Machete is a Federale who is driven by honor and what is right rather than what the law and his corrupt bosses tell him to do. This leads him astray of drug kingpin Torrez, played by Steven Seagal, who, despite his ridiculous Mexican accent, is pretty great in this role. Torrez is in cahoots with Booth (Jeff Fahey) who is in cahoots with Senator John McLaughlin (Robert DeNiro, who is having a blast) who is in cahoots with Stillman (Detective Sonny Fucking Crockett himself, Don Johnson), a vigilante border guard.
Machete is betrayed by his government, his family is murdered, and he is left for dead. He makes his way across the border into Texas with help from the Network, a group headed by Michelle Rodriguez as a mysterious revolutionary figure, that helps people sneak into the US, and is run out of a taco truck. Rodriguez with an eye-patch and a big ass gun is one of the most absurdly hot things I’ve ever seen movies.

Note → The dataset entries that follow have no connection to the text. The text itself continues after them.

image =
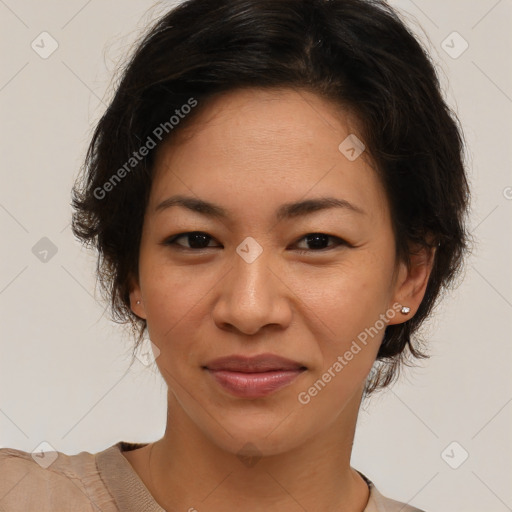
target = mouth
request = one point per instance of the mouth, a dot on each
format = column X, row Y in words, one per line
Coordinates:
column 254, row 377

Machete is hired by Booth to assassinate the Senator, only to be betrayed yet again. He is set up and has to go underground in order to sate his thirst for vengeance. Jessica Alba shows up as a conflicted immigration officer, Cheech Marin is a priest/Machete’s brother, Tom Savini plays a hitman with a 1-800 hotline, and Lindsey Lohan is, well, a caricature of herself as a meth addicted party-girl porn-star.

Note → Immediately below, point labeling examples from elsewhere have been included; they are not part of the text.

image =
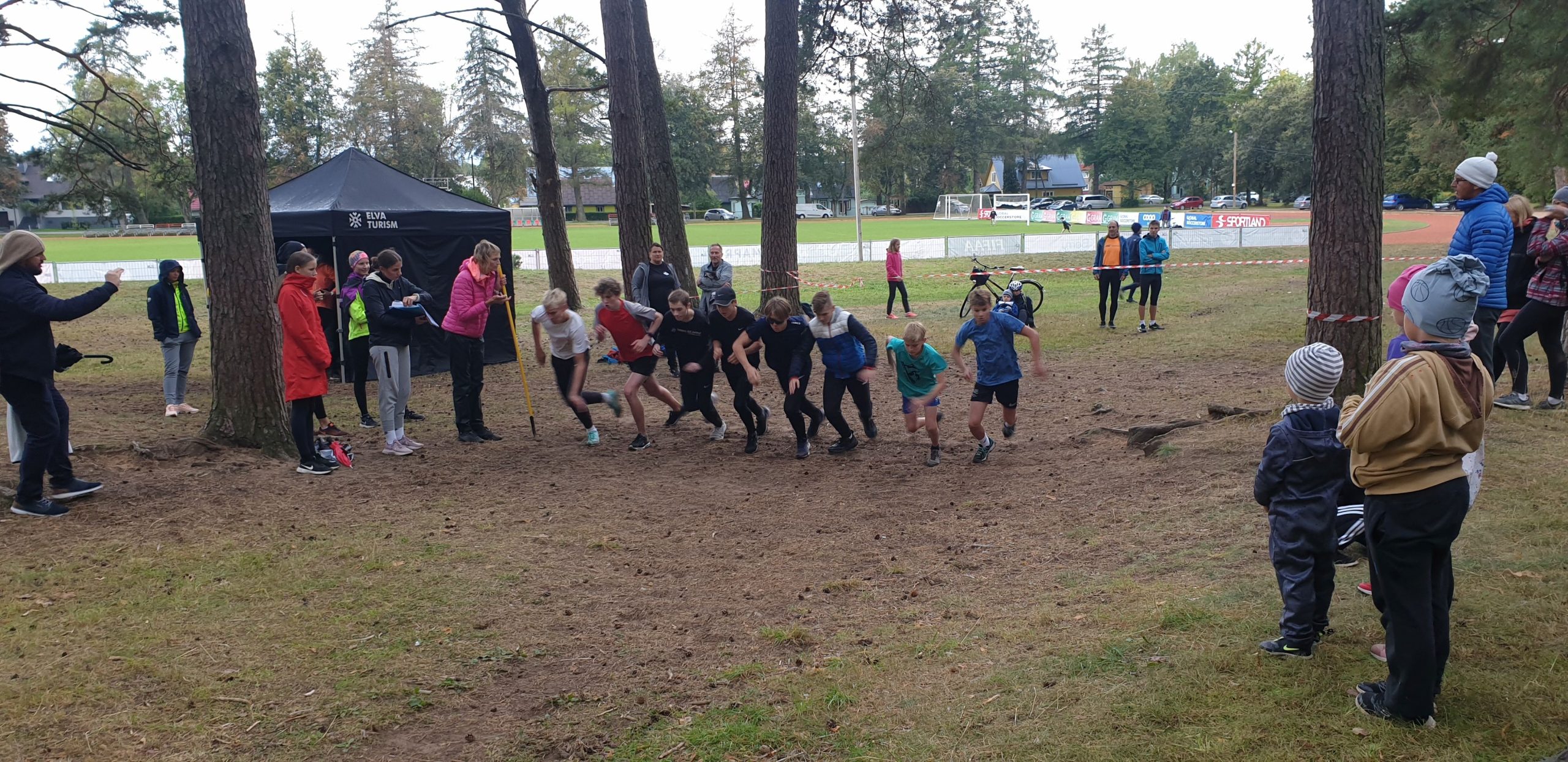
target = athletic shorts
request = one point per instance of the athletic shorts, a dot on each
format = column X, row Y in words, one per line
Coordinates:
column 643, row 366
column 1004, row 394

“Machete” starts out at a dead run and doesn’t bother to slow down. There is a lot of story for a movie that never goes more than a few minutes between moments of absurd and brutal violence, like Machete swinging from a goon’s entrails, and the characters aren’t as flat as you might expect given the genre and tone.
Rodriguez has a keen eye for action. Even in his insanely low-budget “El Mariachi” his framing and camera moves add a stylistic flourish that is missing in a lot of modern action films. He likes to actually show the action, and even when scenes move at a frenetic pace they are clear and fluid instead of jumbled and confusing. It is a nice change from muddy fight scenes full of disorienting, rapid-fire editing.

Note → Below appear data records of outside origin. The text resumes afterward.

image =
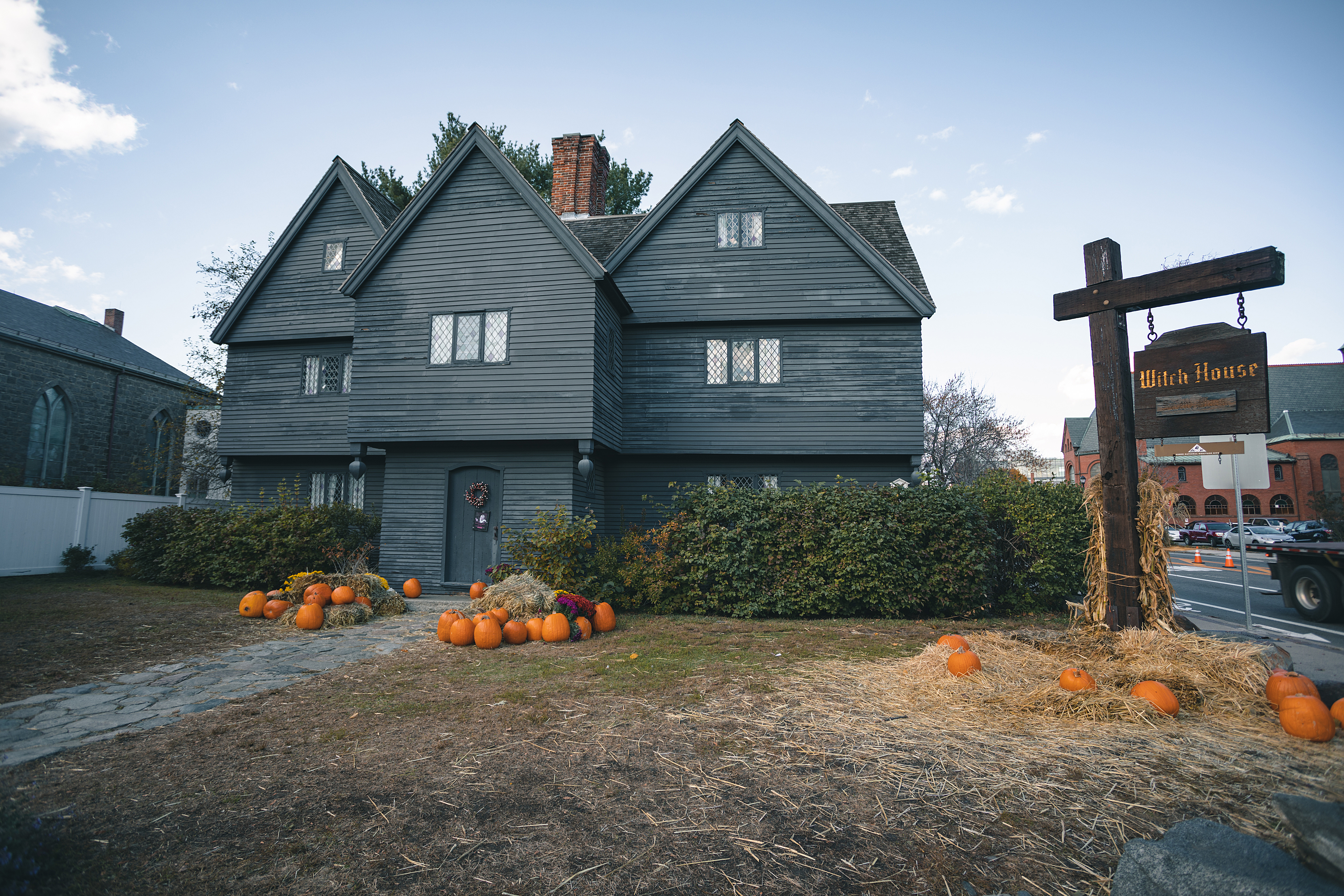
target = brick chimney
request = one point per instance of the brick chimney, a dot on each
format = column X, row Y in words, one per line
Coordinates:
column 578, row 186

At one point there is even a fleet of tricked out low-riders that bring to mind “Mad Max” style battlewagons with hydraulics.
My only knock on “Machete” is the CGI gore. Instead of using physical effects, which is weird since there’s a makeup guru like Tom Savini in the cast, they rely on digital gunshot wounds and machetes piercing through torsos. Unfortunately this is getting more and more prevalent these days, so I’m pretty sure it’s just something I’ll have to get used to.
Aside from that one complaint, “Machete” has everything I could possibly want—hot women, big guns, scary dudes, shootouts, knife fights, torture, and completely unnecessary explosions. It feels like exactly the type of movie that Rodriguez and company set out to make. I want to see it at a drive-in as part of a double feature with “Piranha 3D”.